Human + A.I., not humans vs. A.I.

For companies seeking returns on their A.I. investments, it’s easy to hope that the automation of business processes can take over the jobs of the team already in place, but no company should completely entrust the process to artificial intelligence. Machine learning is first and foremost a method to empower and not replace humans conducting intelligent labor tasks.

At this stage, A.I. works best alongside people to handle repetitive tasks. For example, in customer service, the repetitive part of the queries are best handled by a machine. This in turn unlocks valuable time for human agents to drive meaningful experiences for their customers and even create additional value where there was once a customer complaint.

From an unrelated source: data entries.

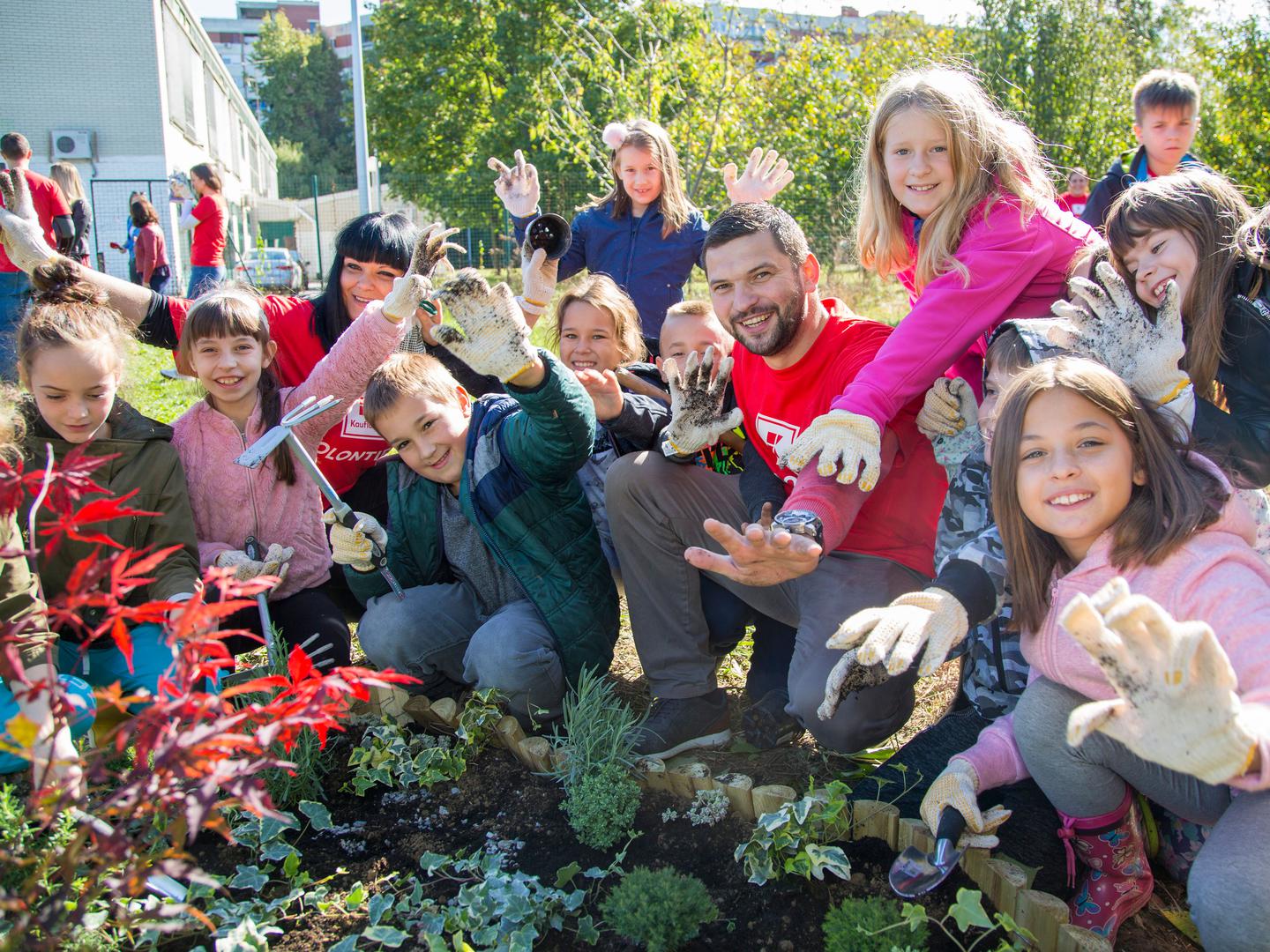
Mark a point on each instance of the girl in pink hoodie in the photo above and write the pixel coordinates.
(227, 340)
(1088, 487)
(955, 201)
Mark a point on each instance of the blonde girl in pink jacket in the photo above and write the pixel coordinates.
(1095, 501)
(227, 340)
(955, 201)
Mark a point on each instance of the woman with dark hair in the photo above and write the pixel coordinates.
(208, 217)
(370, 251)
(150, 245)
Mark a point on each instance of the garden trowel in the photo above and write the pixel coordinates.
(915, 871)
(259, 450)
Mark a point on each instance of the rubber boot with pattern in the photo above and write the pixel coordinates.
(1117, 881)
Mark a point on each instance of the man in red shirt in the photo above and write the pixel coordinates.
(830, 551)
(55, 219)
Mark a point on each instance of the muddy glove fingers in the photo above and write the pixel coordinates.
(1177, 703)
(764, 179)
(958, 787)
(843, 442)
(354, 546)
(517, 187)
(846, 677)
(537, 279)
(698, 395)
(494, 338)
(20, 233)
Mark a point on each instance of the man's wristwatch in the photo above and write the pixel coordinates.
(800, 522)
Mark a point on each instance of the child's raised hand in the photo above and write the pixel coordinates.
(494, 338)
(845, 443)
(764, 179)
(1105, 323)
(20, 234)
(517, 187)
(1177, 703)
(605, 391)
(698, 395)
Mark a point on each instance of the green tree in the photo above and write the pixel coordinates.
(303, 95)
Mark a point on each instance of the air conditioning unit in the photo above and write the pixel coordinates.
(72, 144)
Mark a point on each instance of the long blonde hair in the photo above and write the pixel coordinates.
(66, 176)
(644, 133)
(601, 292)
(990, 153)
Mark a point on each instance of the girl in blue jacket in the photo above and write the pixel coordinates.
(644, 233)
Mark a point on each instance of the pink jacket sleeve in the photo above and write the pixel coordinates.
(1002, 257)
(346, 371)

By training the model on millions of historical data sets, like real customer service logs, the neural network becomes proficient at recognizing questions regardless of their phrasing and can make predictions about the best ways to answer them. This helps agents significantly reduce their handling time while increasing quality and accuracy of their responses — and consequently raising the Customer Satisfaction Score (CSAT) and Employee Satisfaction (ESAT).

In the coming phase, winning A.I. companies will be focused on building scalable products for focused use cases with communities of active users and mindful developers. Those developers and the companies they partner with have a responsibility to create solutions that balance ethical boundaries with the ambition to push the world forward through technology.

The machines will learn over time, but it’s up to us to make sure we use them in a way that complements human values.